Aurail is a scrolling shoot 'em up arcade game developed by Westone and released by Sega in 1990. The player pilots a tank mecha and shoots enemies (it can fire in 8 directions), collects power-ups to increase shields, operates the remote attack drone, and defeats bosses to advance levels. It features tunnel levels with a first-person view.

In North America, the game was released as an arcade conversion kit.

==Gameplay==
Gameplay is divided into two types. Some stages let the player take control of the tank from a top-down 3rd-person view. The tank can shoot in 8 directions. Holding down the fire button enables auto-fire, but the tank is not able to move during that time. The tank is destroyed with one hit, but a certain amount of energy can be used to create a shield, which can take one hit. Up to three shields can be stacked. Energy is obtained by collecting power orbs which are left by shot down enemies. Enemies can also leave a green "D"-power up, which summons a robotic orb which will accompany the tank until the next life loss. As long as energy is available, the orb can be ordered to attack a target in range. The other stages are played from a first-person view. The player must fend off several waves of enemies and navigate through destructible mines. In this mode, the tank can also move while auto-firing. Power orbs can again be obtained, but the robotic orb is not present in this mode.
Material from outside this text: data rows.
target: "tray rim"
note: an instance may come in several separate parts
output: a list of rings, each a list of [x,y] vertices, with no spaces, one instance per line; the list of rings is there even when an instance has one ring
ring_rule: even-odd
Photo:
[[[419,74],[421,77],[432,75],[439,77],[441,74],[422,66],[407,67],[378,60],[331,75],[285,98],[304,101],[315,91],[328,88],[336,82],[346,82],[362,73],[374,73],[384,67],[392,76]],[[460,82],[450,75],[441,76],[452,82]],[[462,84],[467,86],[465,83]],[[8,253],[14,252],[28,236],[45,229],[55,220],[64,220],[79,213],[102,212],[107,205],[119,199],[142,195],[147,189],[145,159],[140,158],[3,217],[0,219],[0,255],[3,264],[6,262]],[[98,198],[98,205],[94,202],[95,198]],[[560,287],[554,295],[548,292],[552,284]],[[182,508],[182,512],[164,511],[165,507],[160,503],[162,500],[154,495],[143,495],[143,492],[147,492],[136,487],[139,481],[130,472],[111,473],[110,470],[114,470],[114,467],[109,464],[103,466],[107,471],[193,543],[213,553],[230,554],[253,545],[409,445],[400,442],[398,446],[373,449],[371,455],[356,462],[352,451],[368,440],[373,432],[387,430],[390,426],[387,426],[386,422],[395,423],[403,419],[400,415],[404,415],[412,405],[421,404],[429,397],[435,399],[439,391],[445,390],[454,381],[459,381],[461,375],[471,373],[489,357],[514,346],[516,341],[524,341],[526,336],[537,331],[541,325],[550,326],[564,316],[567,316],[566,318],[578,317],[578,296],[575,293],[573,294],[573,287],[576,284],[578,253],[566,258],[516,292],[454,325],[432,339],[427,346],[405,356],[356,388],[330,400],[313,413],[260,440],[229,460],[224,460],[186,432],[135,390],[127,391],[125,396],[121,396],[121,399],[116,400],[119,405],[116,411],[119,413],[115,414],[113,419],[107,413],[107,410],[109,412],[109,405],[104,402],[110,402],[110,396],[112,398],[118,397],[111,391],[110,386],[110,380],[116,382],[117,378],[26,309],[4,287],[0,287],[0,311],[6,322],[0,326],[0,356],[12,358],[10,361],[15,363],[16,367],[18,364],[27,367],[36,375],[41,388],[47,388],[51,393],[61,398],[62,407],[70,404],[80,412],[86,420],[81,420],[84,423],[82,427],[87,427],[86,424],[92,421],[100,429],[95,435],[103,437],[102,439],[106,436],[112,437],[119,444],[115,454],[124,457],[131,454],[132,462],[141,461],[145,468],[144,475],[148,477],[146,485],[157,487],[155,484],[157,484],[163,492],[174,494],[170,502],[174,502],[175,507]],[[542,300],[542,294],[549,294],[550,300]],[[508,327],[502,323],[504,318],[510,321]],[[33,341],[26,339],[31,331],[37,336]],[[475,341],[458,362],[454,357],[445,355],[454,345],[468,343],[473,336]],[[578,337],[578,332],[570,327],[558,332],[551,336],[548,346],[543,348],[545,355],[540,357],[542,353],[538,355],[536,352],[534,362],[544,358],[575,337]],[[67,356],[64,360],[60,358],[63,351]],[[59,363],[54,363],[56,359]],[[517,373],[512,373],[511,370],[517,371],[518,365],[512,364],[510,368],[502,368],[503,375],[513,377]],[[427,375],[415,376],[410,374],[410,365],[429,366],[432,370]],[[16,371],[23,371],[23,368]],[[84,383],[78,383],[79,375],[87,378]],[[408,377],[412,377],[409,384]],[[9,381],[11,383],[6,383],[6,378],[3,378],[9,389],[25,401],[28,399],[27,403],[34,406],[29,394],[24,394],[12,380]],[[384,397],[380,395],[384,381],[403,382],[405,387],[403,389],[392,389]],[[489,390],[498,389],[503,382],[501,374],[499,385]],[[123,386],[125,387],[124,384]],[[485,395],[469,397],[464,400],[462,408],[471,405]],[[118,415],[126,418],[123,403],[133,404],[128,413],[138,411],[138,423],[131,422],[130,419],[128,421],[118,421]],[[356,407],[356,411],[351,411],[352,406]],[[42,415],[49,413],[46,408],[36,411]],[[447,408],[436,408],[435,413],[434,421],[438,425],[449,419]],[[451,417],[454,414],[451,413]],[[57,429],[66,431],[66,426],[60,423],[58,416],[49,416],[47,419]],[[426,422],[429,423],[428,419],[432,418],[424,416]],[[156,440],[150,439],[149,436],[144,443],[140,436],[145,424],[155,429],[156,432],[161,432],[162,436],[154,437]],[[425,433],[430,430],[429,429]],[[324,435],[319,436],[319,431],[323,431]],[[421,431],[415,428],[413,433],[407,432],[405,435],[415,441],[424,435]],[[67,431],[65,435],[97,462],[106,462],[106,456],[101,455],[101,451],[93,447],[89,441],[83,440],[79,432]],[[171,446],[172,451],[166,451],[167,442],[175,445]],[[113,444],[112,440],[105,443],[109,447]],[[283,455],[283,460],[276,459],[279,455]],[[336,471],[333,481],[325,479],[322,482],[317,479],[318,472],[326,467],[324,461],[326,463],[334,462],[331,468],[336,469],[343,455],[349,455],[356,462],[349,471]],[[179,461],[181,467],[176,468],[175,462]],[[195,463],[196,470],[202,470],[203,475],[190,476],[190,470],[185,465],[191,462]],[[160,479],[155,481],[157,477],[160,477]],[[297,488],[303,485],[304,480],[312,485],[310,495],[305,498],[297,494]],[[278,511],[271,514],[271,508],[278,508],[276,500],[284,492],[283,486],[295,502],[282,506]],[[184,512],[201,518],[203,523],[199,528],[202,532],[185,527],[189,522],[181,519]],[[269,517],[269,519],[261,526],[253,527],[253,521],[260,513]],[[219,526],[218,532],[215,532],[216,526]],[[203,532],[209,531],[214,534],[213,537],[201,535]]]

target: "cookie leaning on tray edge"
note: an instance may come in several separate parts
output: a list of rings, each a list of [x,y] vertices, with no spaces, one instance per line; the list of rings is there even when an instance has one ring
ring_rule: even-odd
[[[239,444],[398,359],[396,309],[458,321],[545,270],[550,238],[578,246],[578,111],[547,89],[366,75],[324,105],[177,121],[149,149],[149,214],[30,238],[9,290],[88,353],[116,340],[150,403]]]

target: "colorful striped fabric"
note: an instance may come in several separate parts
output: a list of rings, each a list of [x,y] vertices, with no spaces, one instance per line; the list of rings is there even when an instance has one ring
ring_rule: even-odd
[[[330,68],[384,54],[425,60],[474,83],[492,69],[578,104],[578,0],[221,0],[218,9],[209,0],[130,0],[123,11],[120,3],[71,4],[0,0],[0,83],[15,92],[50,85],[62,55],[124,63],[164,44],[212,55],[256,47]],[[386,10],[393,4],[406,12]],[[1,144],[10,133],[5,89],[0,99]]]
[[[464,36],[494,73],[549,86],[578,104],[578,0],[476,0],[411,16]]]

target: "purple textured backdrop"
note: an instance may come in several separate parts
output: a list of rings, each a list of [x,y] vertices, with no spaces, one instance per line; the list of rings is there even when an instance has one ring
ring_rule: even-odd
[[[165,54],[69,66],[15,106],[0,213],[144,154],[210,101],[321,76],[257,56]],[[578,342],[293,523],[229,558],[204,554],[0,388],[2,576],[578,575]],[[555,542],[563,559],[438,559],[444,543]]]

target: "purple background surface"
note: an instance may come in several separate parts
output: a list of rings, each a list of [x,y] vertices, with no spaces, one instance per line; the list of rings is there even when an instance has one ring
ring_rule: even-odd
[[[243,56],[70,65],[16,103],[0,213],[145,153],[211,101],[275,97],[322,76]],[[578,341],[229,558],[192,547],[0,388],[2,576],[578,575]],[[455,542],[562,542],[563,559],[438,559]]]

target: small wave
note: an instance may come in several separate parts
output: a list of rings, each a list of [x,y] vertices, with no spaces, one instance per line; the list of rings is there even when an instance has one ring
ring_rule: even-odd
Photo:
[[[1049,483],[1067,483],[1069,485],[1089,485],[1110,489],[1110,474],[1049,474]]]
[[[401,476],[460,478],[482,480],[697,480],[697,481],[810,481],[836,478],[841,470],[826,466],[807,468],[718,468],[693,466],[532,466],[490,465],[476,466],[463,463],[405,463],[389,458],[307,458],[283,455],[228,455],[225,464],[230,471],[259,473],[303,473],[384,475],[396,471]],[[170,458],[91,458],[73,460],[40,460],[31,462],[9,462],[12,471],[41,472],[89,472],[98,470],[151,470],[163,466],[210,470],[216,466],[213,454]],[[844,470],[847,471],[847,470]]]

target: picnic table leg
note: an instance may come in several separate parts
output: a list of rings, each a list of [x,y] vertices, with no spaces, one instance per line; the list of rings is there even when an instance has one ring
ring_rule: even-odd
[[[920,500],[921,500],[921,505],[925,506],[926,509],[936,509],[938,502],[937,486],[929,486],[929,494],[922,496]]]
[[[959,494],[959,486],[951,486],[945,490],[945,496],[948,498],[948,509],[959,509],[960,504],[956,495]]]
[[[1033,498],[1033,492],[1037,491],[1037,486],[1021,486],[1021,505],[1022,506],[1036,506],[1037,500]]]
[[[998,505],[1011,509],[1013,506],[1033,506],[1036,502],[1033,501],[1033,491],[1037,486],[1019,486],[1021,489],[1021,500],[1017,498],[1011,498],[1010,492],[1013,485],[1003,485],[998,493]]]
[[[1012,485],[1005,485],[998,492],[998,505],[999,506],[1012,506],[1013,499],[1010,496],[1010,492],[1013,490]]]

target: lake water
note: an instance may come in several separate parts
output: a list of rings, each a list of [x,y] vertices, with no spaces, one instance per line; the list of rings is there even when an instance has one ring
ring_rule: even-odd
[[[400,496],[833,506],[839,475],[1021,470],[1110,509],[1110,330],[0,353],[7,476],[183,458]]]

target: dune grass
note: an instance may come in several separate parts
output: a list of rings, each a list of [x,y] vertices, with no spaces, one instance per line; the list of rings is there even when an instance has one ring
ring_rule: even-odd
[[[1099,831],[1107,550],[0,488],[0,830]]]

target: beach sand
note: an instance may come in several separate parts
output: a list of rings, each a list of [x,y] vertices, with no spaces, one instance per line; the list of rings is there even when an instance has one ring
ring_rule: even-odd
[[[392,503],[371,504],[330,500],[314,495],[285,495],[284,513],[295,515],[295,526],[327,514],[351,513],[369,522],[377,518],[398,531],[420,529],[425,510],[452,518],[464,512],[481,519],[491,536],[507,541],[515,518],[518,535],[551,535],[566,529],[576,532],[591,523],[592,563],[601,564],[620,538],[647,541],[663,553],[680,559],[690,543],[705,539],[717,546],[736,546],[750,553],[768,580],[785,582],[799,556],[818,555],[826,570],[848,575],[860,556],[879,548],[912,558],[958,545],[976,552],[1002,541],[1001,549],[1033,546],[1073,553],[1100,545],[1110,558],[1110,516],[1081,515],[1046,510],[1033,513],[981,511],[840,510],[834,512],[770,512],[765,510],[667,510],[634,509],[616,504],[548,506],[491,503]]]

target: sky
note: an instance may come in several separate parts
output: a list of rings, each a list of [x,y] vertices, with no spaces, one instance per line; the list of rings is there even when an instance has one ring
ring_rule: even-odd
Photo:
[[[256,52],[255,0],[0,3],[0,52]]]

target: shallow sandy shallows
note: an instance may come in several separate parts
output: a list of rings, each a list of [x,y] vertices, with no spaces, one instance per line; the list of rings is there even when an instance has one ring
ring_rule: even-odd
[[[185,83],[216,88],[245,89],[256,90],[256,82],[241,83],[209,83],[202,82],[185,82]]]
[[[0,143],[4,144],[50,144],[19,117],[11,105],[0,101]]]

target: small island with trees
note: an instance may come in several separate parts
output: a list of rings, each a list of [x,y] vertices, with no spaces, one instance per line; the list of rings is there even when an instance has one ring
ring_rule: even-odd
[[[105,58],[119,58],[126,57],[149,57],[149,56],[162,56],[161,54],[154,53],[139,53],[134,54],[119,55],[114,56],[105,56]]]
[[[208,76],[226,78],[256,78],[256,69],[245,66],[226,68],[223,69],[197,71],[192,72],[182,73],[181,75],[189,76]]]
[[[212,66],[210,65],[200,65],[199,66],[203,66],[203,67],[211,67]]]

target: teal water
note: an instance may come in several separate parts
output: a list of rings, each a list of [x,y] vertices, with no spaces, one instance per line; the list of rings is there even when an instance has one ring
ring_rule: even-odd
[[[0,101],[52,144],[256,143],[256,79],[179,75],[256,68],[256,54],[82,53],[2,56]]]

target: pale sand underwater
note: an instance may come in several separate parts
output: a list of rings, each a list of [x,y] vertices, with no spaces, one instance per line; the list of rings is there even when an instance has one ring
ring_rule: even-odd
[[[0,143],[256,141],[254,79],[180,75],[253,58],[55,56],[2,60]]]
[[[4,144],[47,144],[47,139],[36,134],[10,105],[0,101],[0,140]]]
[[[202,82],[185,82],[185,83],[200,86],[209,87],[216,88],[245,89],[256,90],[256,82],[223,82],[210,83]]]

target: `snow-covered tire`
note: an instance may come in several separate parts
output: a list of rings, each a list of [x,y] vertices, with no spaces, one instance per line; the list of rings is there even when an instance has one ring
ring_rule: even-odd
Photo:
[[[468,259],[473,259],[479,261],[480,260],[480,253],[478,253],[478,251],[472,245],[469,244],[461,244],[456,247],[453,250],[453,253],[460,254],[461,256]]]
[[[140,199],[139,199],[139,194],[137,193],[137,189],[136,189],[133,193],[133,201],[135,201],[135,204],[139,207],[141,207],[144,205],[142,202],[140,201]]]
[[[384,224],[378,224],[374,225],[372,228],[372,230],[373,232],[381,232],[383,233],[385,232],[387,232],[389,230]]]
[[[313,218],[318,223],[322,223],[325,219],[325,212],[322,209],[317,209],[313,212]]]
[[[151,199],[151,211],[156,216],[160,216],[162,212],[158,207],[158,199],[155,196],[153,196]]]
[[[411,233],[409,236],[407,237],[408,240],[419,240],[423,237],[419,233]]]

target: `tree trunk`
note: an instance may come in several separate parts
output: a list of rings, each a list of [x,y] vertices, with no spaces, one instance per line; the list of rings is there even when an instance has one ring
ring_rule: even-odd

The button to make the orb attack is instead used to turn the tank around.

==Relation to Blood Gear==
Westone's PC Engine/TurboGrafx-16 game Blood Gear (1994) identifies itself as "Aurail Scenario 2" in the ending credits. The game also contains artifacts and references to Aurail as a lost civilization, but Westone co-founder Ryuichi Nishizawa has stated in an interview, that Blood Gear is not a sequel.